Onde está Adelaide? Essa pergunta ecoava pelos corredores e oitões da casa, sempre que a menina desaparecia das vistas do mundaréu de gente que vivia naquela propriedade. Todas as filhas do seu Manoel Ignácio tinham medo dos gritos e ordens do pai. Só não aquela sapeca destemida que o pai tentava, em vão, trazê-la a rédeas curtas. Escorregadia, teimosa, desobediente, porém carinhosa e cheia de artimanhas, sabia como engazopar o seu Manoel.

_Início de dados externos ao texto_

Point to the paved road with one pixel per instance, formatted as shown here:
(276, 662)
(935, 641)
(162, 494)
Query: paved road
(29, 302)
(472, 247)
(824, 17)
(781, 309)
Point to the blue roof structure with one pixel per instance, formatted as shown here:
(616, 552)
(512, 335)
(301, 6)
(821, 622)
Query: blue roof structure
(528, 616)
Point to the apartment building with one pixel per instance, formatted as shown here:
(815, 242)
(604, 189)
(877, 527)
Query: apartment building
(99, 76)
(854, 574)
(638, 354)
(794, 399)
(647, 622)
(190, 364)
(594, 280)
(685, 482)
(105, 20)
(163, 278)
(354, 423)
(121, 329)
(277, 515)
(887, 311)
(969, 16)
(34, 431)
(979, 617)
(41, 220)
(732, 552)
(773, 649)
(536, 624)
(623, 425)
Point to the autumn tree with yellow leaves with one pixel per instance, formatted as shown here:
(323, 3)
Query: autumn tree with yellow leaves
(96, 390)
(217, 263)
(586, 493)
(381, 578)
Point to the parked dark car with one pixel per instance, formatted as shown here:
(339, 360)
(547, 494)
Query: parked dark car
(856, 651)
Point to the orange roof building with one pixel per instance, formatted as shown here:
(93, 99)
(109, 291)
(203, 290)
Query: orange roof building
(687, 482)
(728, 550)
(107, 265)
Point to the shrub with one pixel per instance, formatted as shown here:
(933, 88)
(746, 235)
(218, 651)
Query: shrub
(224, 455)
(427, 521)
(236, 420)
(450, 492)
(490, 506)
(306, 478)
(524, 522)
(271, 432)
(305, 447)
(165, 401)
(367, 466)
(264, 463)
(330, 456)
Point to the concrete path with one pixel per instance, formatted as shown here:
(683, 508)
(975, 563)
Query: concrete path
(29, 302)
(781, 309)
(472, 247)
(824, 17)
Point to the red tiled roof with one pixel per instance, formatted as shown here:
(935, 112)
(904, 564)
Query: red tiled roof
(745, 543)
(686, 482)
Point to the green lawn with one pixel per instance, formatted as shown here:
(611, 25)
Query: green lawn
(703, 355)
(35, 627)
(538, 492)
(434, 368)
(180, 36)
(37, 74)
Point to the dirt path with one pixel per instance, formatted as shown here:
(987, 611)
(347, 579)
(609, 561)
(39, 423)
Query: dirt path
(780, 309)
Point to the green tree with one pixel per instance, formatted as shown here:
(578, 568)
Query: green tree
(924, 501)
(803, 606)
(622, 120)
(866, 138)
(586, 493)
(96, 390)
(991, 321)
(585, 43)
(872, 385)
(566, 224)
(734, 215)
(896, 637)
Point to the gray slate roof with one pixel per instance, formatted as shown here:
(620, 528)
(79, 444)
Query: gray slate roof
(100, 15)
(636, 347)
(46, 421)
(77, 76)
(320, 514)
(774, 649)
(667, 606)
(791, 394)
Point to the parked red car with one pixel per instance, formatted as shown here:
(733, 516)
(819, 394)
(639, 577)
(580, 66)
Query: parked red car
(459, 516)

Adelaide vivia o hoje, sempre escapulindo das obrigações diárias que o pai, viúvo convicto – jamais aceitou casar outra vez, por achar que já tinha mulher demais na sua vida –, distribuía para as oito filhas, com o intuito de ensinar-lhes o que era dever e obrigação, preparando-as, naturalmente, para que fossem boas esposas. Adelaide, a caçulinha, passava o dia lendo ou subindo em árvores. Um enorme cajueiro era a sua árvore favorita que, com seus pingentes dourados, ouvia as suas queixas e sonhos. E o pai ralhava: “Adelaide, desça daí, parece uma moleca! Venha ajudar suas irmãs!”.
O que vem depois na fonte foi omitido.